Taylorism* still has strong mental roots in the endings of post-industrial era; hence, many still try to reason about the creation process of software-based business solutions in terms of an old-manufacturing mindset: trying to characterize analysis, design, testing as discrete units for some kind of division of labor. But the concept of flow has started to raise awareness, slowly, in our trade. A blog post by Hamed Ahmadi is an instance of such awareness.
For more serious work about this concept of flow, you could find illuminating this work by Alan Shalloway, et. al., about lean-agile development.

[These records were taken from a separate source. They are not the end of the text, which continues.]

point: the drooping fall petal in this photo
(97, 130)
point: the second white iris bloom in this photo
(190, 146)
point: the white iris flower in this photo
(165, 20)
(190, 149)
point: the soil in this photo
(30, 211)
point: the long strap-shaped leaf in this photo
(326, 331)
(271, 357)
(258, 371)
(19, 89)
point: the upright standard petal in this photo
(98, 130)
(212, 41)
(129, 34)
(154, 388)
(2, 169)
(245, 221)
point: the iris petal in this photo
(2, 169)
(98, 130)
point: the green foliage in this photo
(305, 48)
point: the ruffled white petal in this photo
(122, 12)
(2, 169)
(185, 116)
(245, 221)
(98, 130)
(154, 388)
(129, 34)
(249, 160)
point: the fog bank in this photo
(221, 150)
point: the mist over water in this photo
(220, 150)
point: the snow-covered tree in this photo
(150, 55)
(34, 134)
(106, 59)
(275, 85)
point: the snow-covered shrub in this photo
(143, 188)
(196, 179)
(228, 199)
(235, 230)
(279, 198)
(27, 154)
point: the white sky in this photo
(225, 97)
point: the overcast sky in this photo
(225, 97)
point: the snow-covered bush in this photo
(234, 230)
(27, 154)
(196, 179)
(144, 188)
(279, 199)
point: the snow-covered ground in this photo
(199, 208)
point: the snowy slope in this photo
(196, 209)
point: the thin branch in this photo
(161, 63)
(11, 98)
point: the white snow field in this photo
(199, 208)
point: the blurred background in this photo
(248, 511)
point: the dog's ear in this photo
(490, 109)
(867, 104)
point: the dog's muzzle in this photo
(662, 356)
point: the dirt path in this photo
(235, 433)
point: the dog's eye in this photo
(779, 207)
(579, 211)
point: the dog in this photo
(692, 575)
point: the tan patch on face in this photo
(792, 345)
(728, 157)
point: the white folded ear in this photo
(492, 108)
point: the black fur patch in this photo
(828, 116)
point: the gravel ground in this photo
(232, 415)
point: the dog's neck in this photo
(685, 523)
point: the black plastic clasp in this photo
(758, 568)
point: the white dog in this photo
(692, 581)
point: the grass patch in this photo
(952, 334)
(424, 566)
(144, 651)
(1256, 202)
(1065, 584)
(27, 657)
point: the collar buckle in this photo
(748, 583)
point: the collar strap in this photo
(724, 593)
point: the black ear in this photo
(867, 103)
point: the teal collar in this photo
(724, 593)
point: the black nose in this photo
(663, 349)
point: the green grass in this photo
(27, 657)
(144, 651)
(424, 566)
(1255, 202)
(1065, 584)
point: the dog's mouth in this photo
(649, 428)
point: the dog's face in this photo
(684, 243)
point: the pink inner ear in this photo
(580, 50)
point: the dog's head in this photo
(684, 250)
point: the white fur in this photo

State of the art in the creation process of software-based business solutions is so different, in so many aspects, with respect to mainstream views that we professionals of software development should be reloading or upgrading our critical thinking skills in order to improve our beliefs at the pace of the changing circumstances; otherwise, our job skillset could become obsolete faster than we currently think.
*For a brief mention of Taylorism in the context of software development see the article The New Methodology by Martin Fowler.
This is an example of an obsessive engineering brain. Tackling a project is hard enough without having to pick apart and detail theories of the best way to do it.
Software development projects are hard, indeed. Experienced people, like Frederick P. Brooks, Jr. , have observed that complexity is part of the essence of the task; hence, complexity management is inevitably needed for better results on such projects.
Complexity management involves systems thinking, engineering thinking, scientific thinking, and critical thinking just as craftsmanship dexterity. But wishful thinking is more part of the problem than of the solution.
Disregarding the contemplative and reflective mental attitude of trying to forever come up with better ways to conceptualize what we do as software development professionals leave us as those native islanders from the cargo cult software engineering article  by Steve McConnell.